Compliance and Drift Assessment

Overview in Rudder

Rudder is built to continuously assess drift compared to defined policies, with or without auto-healing.

By auto-healing, we mean that optionally, Rudder can continuously enforce correct configuration over time, correcting the assessed drift so that your configuration converges towards desired states. This behavior is optionnal, and Rudder can only report drift without changing configuration. That policy enforce or audit mode can be configured by node, rule or directive (see the section called “Policy Mode (Audit/Enforce)” for more details).

Rudder is able to adapt to complex process and only do the minimal required work so that the server converges to the desired state, and so whatever was the starting state point. Rudder works as a GPS would, adapting the path to your destination depending of the path you actually took. This process is much more resilient to changes than a step by step, procedural description of the commands to execute.

Compliance and drift from expected configurations are then reported with possibility to drill down in non-compliance issues to identify the root problem.

Of course, one can always correct a drift error by hand by updating coniguration target and changing policy mode from "audit" to "enforce" mode.

Compliance and drift reporting

Compliance drifts (non compliances, enforcement errors, repaires) are reported in Rudder by several means:

  • Compliance are reported in aggregated format globally in the dashboard, and by rules or nodes (example for Rule below)
  • they are stored in Rudder compliance database, and each Rule displays an history of changes as depicted in "Changes history on a Rule" below.
  • each drifts fires an event which is logged in file /var/log/rudder/compliance/non-compliant-reports.log and can be used to integrates with log aggregation engine like Logstash, or hooks (typically to send notification to IRC or Slack, send email, etc)
  • see for example the Slack connector here: https://github.com/Normation/rudder-tools/blob/master/scripts/rudder-notification/forward-non-compliance-to-slack.sh
  • compliance and drift are also available from Rudder API to provide deeper integration with your IT Infrastructure.

Figure 15. Compliance on a Rule

Rule compliance


The Rule detailed compliance screen will also graph compliance deviations on a recent period as well as display a deviation log history for this period.

Figure 16. Changes history on a Rule

Changes compliance history


How compliance is calculated ?

As previously seen, in Rudder you define Rules which target groups of Nodes, and are composed of configuration Directives.

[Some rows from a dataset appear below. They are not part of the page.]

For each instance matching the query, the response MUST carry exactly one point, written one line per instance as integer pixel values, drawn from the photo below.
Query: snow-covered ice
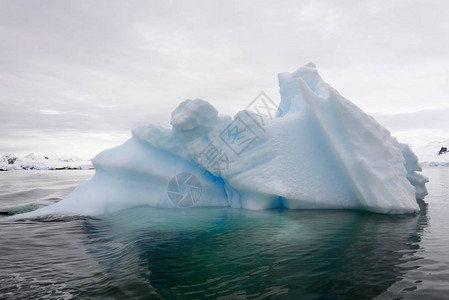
(316, 151)
(31, 161)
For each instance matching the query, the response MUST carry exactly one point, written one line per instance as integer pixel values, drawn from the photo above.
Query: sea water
(219, 253)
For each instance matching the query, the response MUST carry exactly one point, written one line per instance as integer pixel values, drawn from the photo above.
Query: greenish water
(223, 253)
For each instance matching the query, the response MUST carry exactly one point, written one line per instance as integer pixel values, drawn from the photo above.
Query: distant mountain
(428, 154)
(51, 162)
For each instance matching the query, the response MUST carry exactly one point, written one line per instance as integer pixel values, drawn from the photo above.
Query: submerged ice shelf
(316, 150)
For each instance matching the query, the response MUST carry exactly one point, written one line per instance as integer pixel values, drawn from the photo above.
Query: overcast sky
(77, 76)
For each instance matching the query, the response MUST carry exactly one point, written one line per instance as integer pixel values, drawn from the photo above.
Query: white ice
(316, 151)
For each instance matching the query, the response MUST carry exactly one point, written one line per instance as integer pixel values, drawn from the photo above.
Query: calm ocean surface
(208, 253)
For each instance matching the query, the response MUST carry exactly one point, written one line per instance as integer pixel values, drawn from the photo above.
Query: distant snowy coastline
(428, 154)
(10, 162)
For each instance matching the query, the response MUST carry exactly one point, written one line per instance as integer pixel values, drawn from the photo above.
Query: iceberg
(316, 150)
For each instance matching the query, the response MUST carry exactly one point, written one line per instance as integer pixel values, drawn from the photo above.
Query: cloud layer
(102, 67)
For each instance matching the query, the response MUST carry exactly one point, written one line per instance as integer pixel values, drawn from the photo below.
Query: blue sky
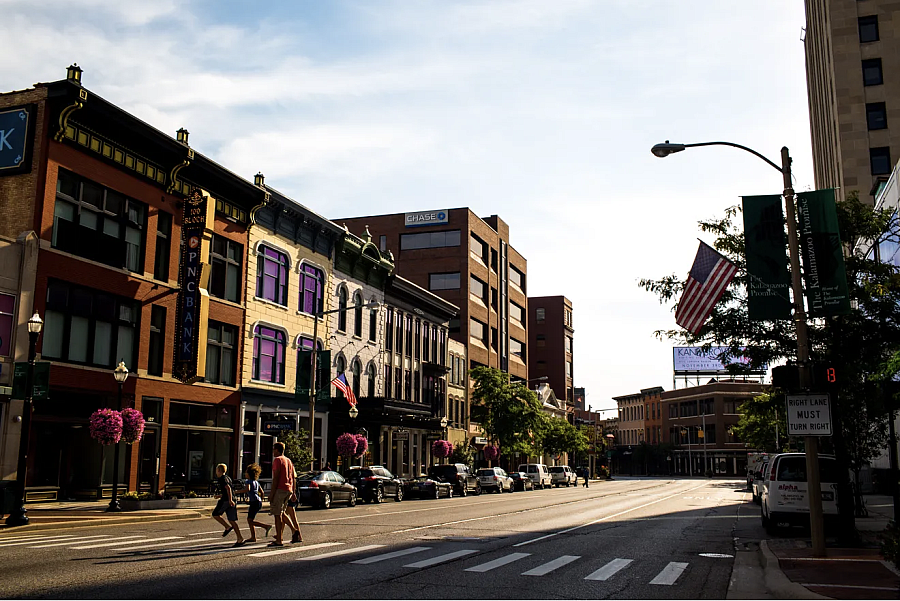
(541, 112)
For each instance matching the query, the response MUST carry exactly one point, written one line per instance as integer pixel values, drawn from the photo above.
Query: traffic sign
(808, 415)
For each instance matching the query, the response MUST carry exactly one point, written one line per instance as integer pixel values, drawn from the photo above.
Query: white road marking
(551, 565)
(609, 570)
(339, 553)
(425, 563)
(502, 561)
(670, 573)
(391, 555)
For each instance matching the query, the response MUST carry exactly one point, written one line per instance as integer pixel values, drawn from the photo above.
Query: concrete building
(853, 82)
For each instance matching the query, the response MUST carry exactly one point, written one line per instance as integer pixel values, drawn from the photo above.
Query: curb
(779, 584)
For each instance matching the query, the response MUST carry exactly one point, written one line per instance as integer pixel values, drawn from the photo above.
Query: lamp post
(20, 516)
(121, 374)
(812, 444)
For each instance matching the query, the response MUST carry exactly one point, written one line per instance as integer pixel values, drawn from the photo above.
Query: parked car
(785, 498)
(495, 478)
(374, 483)
(521, 481)
(322, 488)
(562, 475)
(428, 488)
(538, 473)
(459, 475)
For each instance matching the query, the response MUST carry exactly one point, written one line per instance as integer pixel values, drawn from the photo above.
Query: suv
(784, 497)
(457, 474)
(562, 475)
(374, 483)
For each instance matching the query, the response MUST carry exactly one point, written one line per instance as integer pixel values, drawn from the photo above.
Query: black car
(322, 488)
(374, 483)
(427, 488)
(457, 474)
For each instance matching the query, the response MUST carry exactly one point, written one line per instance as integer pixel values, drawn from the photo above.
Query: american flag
(340, 383)
(708, 279)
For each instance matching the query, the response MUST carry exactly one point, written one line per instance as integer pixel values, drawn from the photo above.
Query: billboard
(693, 359)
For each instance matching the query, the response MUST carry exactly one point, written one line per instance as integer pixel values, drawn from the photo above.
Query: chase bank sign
(422, 218)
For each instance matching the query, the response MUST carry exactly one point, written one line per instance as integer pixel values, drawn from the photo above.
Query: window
(876, 115)
(157, 340)
(268, 355)
(225, 257)
(98, 223)
(868, 29)
(443, 281)
(880, 160)
(357, 314)
(342, 309)
(872, 73)
(271, 275)
(220, 353)
(163, 246)
(429, 240)
(89, 327)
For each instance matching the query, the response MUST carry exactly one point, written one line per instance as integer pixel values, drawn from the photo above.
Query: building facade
(852, 61)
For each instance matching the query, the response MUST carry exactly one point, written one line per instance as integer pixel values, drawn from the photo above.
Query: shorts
(223, 507)
(254, 508)
(278, 501)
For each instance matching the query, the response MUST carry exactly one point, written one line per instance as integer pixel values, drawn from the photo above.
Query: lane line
(609, 570)
(427, 563)
(551, 565)
(391, 555)
(609, 517)
(497, 563)
(670, 573)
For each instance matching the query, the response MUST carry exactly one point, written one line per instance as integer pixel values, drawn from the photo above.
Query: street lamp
(20, 516)
(812, 449)
(120, 373)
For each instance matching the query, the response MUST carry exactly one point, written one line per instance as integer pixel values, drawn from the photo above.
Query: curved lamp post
(120, 373)
(812, 450)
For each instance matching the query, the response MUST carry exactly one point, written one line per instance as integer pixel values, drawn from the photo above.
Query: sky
(542, 112)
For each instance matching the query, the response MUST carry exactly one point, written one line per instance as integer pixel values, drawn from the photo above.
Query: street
(627, 538)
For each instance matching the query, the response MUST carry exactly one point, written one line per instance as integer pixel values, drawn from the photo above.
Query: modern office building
(853, 86)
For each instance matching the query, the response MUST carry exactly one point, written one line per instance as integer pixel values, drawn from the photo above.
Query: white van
(784, 495)
(538, 473)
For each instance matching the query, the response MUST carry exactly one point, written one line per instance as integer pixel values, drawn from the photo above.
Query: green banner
(823, 254)
(768, 281)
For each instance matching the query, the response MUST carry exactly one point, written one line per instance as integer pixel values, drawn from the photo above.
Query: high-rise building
(853, 82)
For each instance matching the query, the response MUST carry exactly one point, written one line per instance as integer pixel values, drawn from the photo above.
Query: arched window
(342, 309)
(357, 314)
(268, 355)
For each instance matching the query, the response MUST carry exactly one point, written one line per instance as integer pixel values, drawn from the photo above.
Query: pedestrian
(226, 505)
(282, 493)
(255, 494)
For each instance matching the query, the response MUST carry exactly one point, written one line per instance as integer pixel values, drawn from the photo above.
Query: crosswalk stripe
(283, 551)
(341, 552)
(609, 570)
(502, 561)
(391, 555)
(670, 573)
(551, 565)
(441, 559)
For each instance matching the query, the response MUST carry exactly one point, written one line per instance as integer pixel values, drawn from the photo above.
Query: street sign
(808, 415)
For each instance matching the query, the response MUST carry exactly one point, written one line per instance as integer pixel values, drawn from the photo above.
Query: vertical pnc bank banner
(768, 281)
(192, 311)
(823, 255)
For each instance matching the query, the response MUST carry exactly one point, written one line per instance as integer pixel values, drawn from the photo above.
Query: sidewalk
(845, 573)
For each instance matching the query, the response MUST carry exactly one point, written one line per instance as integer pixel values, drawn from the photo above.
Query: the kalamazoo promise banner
(768, 280)
(823, 255)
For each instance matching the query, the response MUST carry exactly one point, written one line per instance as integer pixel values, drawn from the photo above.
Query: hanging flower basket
(106, 426)
(132, 425)
(441, 448)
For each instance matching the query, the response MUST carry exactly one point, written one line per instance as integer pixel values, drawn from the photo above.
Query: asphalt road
(627, 538)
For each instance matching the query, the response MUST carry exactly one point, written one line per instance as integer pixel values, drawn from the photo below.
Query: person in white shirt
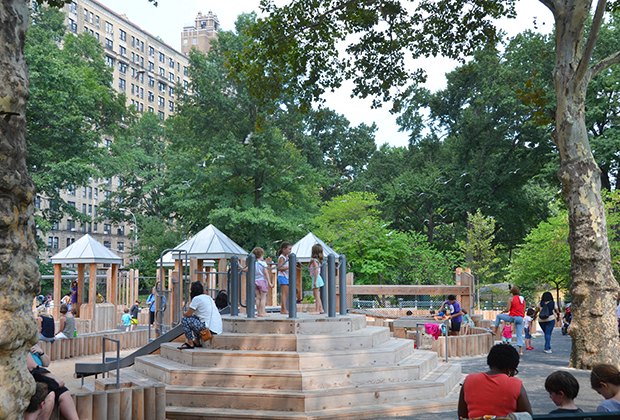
(201, 314)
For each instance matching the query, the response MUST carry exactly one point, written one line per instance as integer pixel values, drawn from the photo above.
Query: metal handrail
(118, 358)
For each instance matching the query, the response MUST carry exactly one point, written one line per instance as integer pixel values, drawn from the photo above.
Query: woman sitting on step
(496, 392)
(201, 314)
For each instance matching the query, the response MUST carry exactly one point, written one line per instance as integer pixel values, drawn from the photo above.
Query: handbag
(205, 335)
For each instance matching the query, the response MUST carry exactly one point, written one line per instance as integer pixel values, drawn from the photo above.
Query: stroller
(568, 316)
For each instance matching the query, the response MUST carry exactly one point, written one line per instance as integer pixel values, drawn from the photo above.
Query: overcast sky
(170, 16)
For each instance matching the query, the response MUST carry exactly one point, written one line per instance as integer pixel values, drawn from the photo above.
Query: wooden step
(175, 373)
(278, 400)
(388, 353)
(281, 324)
(364, 338)
(406, 408)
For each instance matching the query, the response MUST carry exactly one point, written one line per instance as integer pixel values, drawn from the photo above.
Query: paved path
(534, 367)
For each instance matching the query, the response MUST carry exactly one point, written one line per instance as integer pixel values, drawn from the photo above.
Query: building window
(72, 26)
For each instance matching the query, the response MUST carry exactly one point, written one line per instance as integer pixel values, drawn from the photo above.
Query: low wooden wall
(134, 403)
(87, 344)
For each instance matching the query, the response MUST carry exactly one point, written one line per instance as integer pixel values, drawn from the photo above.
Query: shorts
(261, 286)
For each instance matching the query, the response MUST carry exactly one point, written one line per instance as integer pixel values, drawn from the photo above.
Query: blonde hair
(258, 251)
(317, 252)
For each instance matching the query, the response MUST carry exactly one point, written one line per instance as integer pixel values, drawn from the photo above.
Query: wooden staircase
(311, 367)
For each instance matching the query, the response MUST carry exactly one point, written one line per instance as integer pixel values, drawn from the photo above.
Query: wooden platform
(311, 367)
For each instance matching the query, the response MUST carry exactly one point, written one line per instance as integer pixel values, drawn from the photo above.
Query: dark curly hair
(503, 357)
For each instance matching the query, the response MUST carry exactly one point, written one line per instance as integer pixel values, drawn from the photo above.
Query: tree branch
(605, 63)
(592, 37)
(550, 4)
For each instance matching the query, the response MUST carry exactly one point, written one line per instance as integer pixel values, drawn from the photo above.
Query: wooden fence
(88, 344)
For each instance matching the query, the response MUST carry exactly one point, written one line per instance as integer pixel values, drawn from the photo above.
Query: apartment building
(201, 34)
(147, 70)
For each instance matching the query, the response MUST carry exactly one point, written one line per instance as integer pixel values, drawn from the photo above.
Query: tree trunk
(593, 287)
(19, 273)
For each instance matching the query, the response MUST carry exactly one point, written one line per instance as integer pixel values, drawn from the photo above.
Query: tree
(302, 43)
(543, 257)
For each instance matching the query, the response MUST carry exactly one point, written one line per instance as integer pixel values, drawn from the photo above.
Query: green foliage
(544, 256)
(376, 254)
(71, 105)
(479, 249)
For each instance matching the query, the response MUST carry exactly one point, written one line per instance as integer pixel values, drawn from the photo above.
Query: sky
(170, 16)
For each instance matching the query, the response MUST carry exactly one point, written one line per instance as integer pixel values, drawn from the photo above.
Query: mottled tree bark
(18, 268)
(593, 286)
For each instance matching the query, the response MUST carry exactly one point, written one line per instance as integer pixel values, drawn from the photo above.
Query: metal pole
(234, 286)
(343, 284)
(331, 285)
(323, 291)
(292, 285)
(250, 285)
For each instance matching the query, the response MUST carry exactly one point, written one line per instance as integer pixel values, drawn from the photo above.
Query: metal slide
(88, 369)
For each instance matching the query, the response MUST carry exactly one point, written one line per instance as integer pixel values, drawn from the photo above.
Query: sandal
(185, 346)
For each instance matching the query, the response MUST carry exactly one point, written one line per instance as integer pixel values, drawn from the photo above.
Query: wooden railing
(87, 344)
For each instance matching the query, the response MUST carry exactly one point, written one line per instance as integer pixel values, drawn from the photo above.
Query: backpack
(545, 311)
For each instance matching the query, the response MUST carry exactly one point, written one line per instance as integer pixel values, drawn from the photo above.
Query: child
(468, 323)
(283, 253)
(605, 379)
(315, 274)
(134, 311)
(262, 281)
(126, 319)
(507, 333)
(563, 389)
(527, 325)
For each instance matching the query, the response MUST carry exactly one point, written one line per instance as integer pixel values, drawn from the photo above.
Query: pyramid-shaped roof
(86, 250)
(210, 243)
(303, 248)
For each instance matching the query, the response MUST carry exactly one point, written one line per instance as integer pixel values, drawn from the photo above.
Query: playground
(344, 363)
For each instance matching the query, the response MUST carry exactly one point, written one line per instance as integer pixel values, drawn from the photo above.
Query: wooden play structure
(88, 252)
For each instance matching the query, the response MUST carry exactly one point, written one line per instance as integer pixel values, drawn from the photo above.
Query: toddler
(563, 389)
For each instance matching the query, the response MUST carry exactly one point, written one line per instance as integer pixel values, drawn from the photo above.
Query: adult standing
(201, 314)
(496, 392)
(456, 314)
(515, 313)
(548, 313)
(66, 323)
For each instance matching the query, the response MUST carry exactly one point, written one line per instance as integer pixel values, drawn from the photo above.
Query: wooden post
(80, 284)
(57, 289)
(126, 403)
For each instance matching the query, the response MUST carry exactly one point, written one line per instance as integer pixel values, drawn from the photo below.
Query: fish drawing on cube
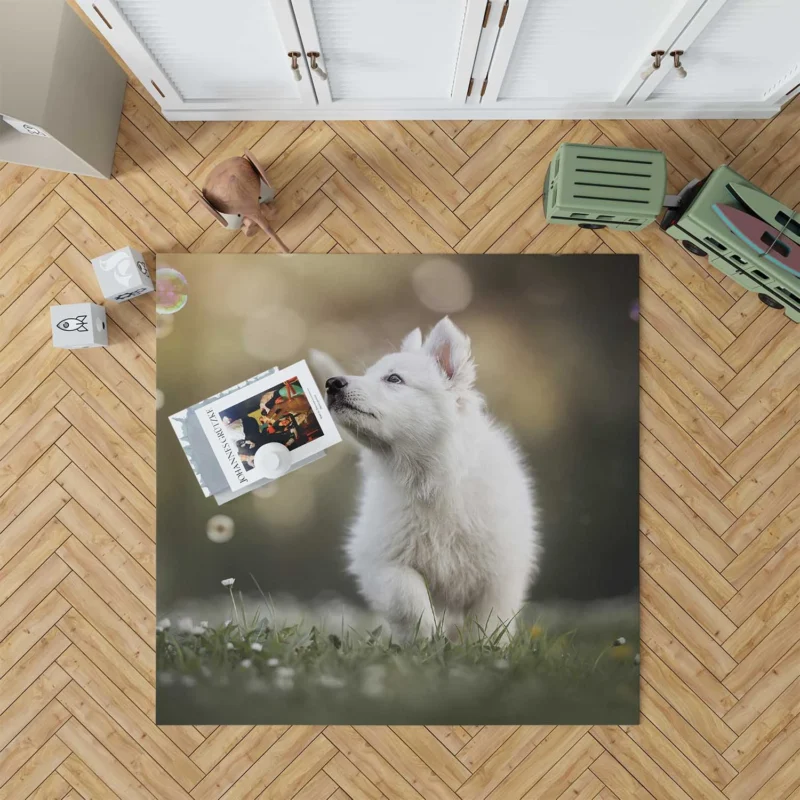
(122, 275)
(79, 325)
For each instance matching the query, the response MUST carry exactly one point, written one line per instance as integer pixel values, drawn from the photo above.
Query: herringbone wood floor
(720, 470)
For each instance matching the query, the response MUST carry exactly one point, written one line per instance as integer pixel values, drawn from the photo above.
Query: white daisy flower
(219, 529)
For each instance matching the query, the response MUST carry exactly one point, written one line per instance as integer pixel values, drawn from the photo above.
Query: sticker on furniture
(78, 325)
(122, 275)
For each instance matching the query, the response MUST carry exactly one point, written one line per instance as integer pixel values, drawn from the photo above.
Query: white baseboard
(650, 111)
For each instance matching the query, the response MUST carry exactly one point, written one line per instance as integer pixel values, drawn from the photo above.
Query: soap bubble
(171, 290)
(220, 529)
(442, 285)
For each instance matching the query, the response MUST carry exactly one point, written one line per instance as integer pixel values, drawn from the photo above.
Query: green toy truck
(702, 232)
(621, 188)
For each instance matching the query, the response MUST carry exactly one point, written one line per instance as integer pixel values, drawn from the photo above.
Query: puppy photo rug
(398, 489)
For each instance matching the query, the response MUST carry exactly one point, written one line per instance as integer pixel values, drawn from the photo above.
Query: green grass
(252, 673)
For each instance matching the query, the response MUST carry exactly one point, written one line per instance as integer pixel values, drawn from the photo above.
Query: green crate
(695, 222)
(612, 187)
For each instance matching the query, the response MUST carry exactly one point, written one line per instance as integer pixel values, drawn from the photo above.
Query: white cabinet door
(576, 54)
(381, 54)
(746, 51)
(208, 54)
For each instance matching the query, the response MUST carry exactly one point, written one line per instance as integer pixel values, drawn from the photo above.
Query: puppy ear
(412, 342)
(450, 347)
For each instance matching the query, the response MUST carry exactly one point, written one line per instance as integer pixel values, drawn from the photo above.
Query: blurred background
(555, 339)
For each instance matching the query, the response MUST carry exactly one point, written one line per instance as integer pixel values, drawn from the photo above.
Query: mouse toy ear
(213, 211)
(450, 347)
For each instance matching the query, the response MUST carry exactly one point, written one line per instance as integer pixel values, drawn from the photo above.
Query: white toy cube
(79, 325)
(122, 274)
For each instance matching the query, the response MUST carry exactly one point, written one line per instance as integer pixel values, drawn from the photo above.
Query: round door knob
(676, 58)
(295, 65)
(315, 68)
(657, 56)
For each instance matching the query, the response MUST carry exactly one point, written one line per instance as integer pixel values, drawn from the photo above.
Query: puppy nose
(335, 385)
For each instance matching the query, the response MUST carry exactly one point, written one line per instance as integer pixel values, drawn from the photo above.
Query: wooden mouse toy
(233, 188)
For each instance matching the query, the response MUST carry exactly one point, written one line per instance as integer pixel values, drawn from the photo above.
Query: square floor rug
(398, 489)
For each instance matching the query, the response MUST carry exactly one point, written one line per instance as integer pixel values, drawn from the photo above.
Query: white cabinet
(390, 54)
(339, 59)
(210, 55)
(745, 52)
(574, 53)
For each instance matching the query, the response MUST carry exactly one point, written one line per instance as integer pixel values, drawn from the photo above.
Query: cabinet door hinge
(503, 15)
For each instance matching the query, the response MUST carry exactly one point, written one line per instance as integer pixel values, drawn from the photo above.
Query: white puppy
(446, 528)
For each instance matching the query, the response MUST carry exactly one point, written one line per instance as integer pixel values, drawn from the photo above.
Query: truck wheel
(693, 248)
(769, 301)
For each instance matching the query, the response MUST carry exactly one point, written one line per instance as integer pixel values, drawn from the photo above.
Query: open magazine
(222, 435)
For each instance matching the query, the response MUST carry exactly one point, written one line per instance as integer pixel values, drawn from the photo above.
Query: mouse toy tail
(263, 223)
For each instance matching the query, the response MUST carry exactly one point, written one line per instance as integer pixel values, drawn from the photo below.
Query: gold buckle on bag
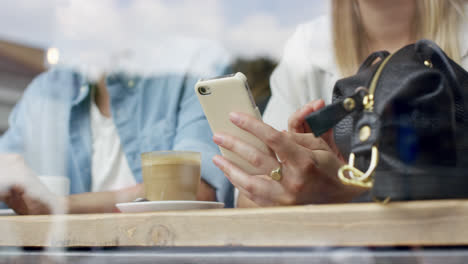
(357, 177)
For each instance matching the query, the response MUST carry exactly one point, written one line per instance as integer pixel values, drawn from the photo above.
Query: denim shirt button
(83, 89)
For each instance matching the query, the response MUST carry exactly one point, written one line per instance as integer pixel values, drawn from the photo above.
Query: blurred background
(102, 35)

A Directive contains one or multiple sub-configuration elements which generates reports. For example, for a Sudoers Directive, each user can be such an element.

Reports have states explaining what is the drift between the expected configuration and the actual configuration. Some states depends if the user choose to auto-matically enforce drift correction or if he chose to only reports on drift).

Finaly, a node can get a global state if reports don’t come at expected frequency or for expected policy configuration version.

Below you will find all details about the possible states and their meaning with the actual compliance calculus method.

Checking that the node is correctly reporting, at correct frequency

At the node level, we are checking that the node is sending reports according to the expected frequency, and for the currently defined version of the configuration for it.

Based on this information, we get a

Applying
When a new set of policies are defined for a node (or any update to existing one), Rudder waits during a grace period for reports so that the node has time to apply the new policies. During this period, the configuration is said Applying.
No report
The system didn’t send any reports since a time incompatible with the agent frequency run interval. Most likelly, the node is not online or there is an ongoing network issue between the node and Rudder server.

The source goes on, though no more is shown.